Kit looked out at the faces smiling and urging her on. There was prim and pretty Beulah and Principal Fowler looking chastened; all she could see of Glennis was her beehive; and there were the two old widows who lived together, whose names escaped her, but whose wrinkled faces reminded her of Eleanor, powdery and kind. Eleanor. She wished her great-aunt were here now. Kit thought maybe Manny wouldn’t have gotten past the front door if Eleanor had been there. She imagined Eleanor would have smelled a rat, driven him out, and told everybody in town not to trust him. She’d have protected her family.

All at once, the anger rose, wrapped around her like a swarm of bees, and stung. And she shook her head as if she could shake herself free of this hurt and buried her face in the rough folds of her hands. She had a thousand reasons to hate these people, and only a handful of reasons not to. Her body ached, her heart throbbed, and she was tired, so tired she felt the labor of holding her eyes shut. She was tired of trying, tired of being wronged, tired of being disappointed in everyone and in herself.

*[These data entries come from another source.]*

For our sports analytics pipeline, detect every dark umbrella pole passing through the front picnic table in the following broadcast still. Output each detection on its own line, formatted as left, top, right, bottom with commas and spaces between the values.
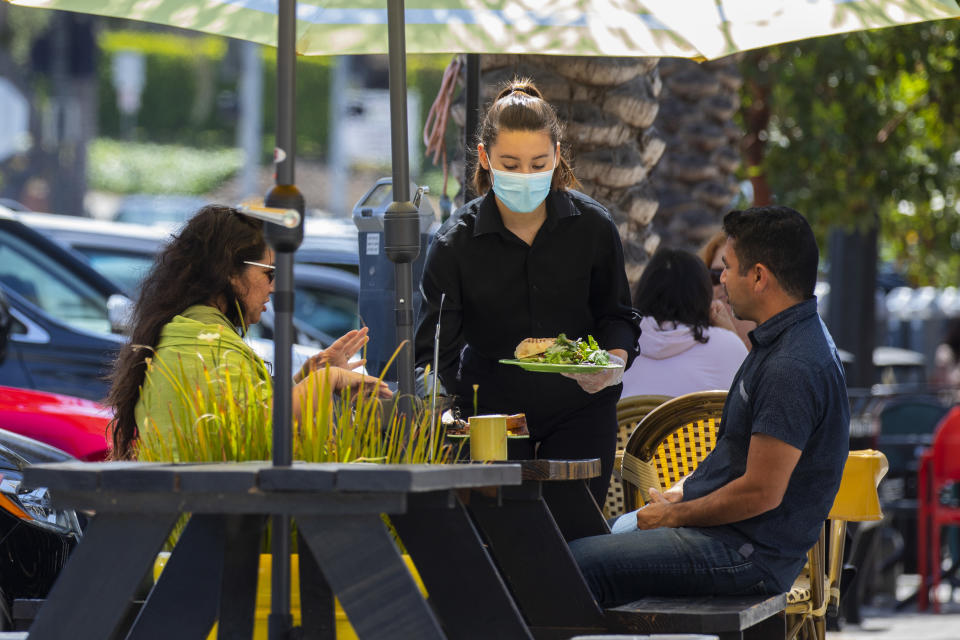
264, 0, 305, 640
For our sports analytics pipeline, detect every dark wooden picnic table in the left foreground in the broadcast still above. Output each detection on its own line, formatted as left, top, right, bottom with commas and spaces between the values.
24, 462, 530, 640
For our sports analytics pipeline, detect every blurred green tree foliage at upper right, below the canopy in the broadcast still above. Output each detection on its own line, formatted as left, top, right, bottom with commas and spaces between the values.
741, 20, 960, 286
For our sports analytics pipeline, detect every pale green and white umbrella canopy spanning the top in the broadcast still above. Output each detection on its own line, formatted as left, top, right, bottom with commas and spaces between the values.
8, 0, 960, 59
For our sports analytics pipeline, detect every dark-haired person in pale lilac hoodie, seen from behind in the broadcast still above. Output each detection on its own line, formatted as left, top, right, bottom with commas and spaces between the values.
621, 248, 747, 398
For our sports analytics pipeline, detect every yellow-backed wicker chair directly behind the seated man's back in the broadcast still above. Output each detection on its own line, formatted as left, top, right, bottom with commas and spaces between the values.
786, 449, 888, 640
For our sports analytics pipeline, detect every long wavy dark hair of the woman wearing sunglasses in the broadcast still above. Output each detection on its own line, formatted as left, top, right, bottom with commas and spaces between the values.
105, 205, 266, 460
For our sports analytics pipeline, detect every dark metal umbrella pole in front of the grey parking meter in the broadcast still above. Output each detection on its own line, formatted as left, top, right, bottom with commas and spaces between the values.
383, 0, 420, 417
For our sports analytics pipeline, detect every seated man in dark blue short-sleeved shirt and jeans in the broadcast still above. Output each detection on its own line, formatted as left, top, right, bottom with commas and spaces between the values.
570, 206, 850, 607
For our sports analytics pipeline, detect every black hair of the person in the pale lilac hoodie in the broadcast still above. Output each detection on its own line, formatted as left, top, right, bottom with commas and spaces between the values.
633, 248, 713, 343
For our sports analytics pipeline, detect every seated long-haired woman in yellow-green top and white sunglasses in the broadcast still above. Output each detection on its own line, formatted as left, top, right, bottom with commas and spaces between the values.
106, 205, 391, 459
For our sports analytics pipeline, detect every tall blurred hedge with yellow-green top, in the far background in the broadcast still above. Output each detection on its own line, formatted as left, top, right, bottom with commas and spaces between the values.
98, 31, 450, 164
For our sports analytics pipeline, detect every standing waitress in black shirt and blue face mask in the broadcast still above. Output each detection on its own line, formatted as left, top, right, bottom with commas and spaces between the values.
416, 80, 640, 503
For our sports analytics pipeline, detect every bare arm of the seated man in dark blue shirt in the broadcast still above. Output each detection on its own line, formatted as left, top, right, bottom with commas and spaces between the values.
637, 433, 801, 529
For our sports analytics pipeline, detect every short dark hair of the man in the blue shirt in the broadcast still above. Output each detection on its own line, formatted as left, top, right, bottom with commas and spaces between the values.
723, 206, 820, 300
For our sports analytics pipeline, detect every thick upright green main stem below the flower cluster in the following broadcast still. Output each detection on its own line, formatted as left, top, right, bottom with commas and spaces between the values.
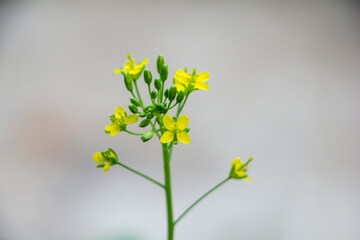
162, 143, 174, 240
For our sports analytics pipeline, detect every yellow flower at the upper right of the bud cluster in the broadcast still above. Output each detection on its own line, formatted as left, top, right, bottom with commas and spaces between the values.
174, 68, 210, 91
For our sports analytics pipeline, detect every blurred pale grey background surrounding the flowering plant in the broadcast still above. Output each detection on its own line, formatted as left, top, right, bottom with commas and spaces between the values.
0, 1, 360, 240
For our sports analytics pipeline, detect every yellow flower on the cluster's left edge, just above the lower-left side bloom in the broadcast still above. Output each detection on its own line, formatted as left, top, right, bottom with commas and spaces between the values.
105, 107, 139, 136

Then, there was Charlie, two warm arms skimming her shoulders, squeezing her tight, and tighter. Strong arms. Arms like Kit’s, but free from scars. This child. This child was not doomed to roam. She had an address and enough to eat and she woke up in the same house every morning. She had neighbors who knew her name and family pictures on the wall. This child had a mother. This child was something special.

Tears dripped from her eyes and wet her hands and the bees dispersed. Her chest opened up and there arose in her a warm and grinding hunger, useful and good. She took a soft sandwich and passed it to Charlie, then another to Caleb and took one for herself. She ate it, salty and creamy with a pop of cayenne and a clear memory of the first day she came to this house fourteen years ago and ate this same sandwich at this table. There was a lightening in the room, a collective exhale, and people began filing in. Sugar dealt out paper plates, Doc served the sandwiches, and Charlie dispensed Dixie cups of hooch lemonade. When the house had filled up, people sat on the porch and in the beds of their trucks, on overturned buckets and crates and cross-legged on the grass. Kit was not ready to move among them, but she listened to them tell stories of how she had slain the dragon and saved the town, and how proud they were to know her.





Chapter Forty-Eight




Once she was able to walk on her own, Kit called Caleb to meet for coffee at the diner. He wore a pressed denim shirt and jeans, and his badge was hooked onto his pocket. Of course, he looked nicer than she did, she thought. And she had even tried to look half-decent by combing her hair and wearing her clean jeans. As she looked at Caleb, she noticed things she hadn’t seen before. A scar cutting through the honey blond hair of his eyebrows; a little chip in his front tooth; one deep dimple in his right cheek when he smiled, and he smiled broadly when he saw her. He seemed different in the way he carried himself, more confident, not so cautious. It made her less afraid of damaging him.

They sat down, and the new waitress, Sandy’s replacement, a cheerleader type with a high ponytail and a store-bought tan, brought them two coffees.

Caleb looked like he had a million things to say. “So, how are you?”

“How am I?” she said, feeling anxious all of a sudden. It was strange to be here on a date, at last, with this gentle man, who had waited years for her to give her heart freely. No lures, no manipulations, just the patience of a monk and a heart overflowing.